Just when you thought the rash of Flash Mobs (what I've dubbed Mahogany Mobs) had ended, the July 4th celebrations across the country unleashed a new wave of black assaults on white people.
Colin Flaherty of WND reported on racial violence in six separate states on July 4th, including an incident in Albany, Ga. that forced police to cancel the grand finale of the fireworks display.
Now comes news that a fireworks display in Columbus, Ohio had black-on-white racial assaults that the police weren't prepared to handle. This wasn't reported by a writer for the Columbus Dispatch, but came in the form of any angry letter to the paper that was only published on July 7th:
During the 2012 Red, White & Boom celebration, there were dozens of police officers at the fireworks. Most of these officers were clumped in bunches near the Scioto River and simply watched the fireworks along with the hundreds of thousands of spectators.
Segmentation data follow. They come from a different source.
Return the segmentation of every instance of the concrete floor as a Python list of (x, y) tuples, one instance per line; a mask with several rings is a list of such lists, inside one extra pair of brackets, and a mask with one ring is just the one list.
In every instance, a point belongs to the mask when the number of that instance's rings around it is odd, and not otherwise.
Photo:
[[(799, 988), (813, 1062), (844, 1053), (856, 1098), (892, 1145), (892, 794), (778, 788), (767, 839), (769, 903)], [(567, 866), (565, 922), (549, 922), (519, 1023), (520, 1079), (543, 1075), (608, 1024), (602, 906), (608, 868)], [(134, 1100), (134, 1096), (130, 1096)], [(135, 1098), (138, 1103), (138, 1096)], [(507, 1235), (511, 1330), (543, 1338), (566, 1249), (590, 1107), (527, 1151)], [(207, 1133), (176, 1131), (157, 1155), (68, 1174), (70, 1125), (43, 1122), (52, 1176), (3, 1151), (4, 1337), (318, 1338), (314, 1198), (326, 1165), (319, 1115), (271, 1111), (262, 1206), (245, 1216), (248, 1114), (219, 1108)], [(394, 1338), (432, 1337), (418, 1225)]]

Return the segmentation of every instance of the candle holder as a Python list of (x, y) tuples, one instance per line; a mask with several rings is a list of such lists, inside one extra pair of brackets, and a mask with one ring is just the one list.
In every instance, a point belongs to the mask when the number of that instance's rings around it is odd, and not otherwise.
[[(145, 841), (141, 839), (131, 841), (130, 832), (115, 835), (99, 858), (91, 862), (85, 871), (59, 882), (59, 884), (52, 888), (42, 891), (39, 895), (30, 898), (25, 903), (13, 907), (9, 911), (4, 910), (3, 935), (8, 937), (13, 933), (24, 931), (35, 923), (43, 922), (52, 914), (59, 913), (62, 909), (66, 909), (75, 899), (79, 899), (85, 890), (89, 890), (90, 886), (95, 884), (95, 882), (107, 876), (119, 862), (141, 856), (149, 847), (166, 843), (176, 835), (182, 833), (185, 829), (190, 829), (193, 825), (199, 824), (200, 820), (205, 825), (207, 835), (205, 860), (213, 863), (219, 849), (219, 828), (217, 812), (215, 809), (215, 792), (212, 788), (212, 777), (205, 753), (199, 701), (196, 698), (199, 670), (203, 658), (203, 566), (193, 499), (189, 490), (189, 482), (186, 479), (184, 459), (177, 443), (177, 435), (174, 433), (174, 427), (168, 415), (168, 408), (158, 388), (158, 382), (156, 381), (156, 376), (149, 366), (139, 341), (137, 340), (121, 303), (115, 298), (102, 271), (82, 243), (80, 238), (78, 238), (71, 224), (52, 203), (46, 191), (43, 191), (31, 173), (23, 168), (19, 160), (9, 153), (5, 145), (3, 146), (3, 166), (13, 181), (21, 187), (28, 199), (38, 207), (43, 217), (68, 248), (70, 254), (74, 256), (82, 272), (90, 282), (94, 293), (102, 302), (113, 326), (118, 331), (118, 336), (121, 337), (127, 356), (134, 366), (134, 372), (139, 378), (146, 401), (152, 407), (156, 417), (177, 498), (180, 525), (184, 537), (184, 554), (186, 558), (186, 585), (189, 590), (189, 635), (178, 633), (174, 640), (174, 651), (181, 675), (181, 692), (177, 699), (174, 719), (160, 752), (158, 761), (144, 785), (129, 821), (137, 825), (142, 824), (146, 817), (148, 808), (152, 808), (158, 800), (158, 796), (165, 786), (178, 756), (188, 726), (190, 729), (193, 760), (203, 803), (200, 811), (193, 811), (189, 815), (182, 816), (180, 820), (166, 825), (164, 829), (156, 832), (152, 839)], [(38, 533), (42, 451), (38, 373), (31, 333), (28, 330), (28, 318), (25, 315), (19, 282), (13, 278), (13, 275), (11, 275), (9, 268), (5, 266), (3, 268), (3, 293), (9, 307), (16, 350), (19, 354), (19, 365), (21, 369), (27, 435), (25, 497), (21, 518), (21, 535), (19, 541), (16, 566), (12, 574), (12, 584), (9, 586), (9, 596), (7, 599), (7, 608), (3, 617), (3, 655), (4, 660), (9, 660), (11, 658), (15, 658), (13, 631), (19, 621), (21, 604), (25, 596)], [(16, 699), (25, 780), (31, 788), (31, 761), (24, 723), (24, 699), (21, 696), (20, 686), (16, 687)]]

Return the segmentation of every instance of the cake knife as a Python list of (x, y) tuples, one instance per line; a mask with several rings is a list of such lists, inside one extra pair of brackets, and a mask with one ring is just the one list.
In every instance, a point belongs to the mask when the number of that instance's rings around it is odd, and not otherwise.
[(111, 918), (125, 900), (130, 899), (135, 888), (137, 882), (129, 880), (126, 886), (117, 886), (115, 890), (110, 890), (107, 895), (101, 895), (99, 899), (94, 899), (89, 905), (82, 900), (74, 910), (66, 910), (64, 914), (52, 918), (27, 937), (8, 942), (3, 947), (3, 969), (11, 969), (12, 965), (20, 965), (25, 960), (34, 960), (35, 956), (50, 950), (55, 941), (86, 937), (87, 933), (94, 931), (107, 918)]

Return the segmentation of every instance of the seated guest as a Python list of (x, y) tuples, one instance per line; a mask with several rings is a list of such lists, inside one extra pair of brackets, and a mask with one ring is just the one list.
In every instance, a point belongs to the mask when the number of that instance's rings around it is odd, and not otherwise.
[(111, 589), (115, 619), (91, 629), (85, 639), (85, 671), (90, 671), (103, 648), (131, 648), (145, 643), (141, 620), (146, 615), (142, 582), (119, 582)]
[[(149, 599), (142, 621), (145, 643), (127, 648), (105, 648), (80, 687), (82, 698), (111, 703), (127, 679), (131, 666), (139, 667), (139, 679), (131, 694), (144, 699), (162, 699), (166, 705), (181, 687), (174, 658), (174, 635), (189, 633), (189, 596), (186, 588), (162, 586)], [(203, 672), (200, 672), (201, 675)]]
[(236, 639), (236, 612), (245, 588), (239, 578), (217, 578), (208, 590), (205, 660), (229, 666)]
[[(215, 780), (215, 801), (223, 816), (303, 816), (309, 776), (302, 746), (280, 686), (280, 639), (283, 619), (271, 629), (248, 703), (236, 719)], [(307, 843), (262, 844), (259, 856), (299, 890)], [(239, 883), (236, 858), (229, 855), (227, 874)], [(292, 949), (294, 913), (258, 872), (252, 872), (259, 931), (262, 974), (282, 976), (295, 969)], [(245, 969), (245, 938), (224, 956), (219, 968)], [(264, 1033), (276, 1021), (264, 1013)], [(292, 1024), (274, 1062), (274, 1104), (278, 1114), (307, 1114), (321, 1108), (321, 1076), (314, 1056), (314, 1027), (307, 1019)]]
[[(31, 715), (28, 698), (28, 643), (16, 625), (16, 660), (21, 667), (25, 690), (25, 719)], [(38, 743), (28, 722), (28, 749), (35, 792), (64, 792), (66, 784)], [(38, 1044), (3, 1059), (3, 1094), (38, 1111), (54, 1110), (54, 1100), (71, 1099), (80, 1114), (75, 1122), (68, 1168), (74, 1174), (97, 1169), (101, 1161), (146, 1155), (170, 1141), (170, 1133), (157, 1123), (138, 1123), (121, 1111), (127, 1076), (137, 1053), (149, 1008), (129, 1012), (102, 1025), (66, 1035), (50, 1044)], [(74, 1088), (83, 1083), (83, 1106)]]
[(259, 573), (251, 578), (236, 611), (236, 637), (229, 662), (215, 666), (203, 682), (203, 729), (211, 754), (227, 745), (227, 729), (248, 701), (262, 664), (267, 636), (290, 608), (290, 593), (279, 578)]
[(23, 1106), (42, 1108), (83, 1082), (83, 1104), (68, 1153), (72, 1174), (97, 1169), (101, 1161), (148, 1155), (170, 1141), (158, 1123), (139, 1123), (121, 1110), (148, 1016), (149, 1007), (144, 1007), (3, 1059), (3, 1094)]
After the show ended and people started walking back to their cars, things turned violent. A gang of approximately 30 black youths (both male and female) started walking and running down Broad Street and randomly assaulted white people — old people, children, women.
I was first aware of the violence in front of the church at the corner of Third and Broad streets. One block east of there, a man crossed the street through the traffic holding his crying son. They clearly had been assaulted. When others asked if they were OK, he said, “No, we're not OK; we got separated from my wife and daughter, and they're still over there.”
Finally, two Columbus officers were seen slowly walking toward the scene of this violence. At this point, the black youths crossed the street to the opposite side of the officers and started randomly attacking more white people on the north side of Broad Street. I know; I was assaulted by five different youths.
At this time, the police meandered to our side of the street. Some of us went to the officers and said, “Do something, innocent people are getting assaulted right here on Broad Street.” One officer replied, “We don't have enough officers.” After seeing the dozens of officers near the riverfront, I went home feeling this officer’s answer was a poor one.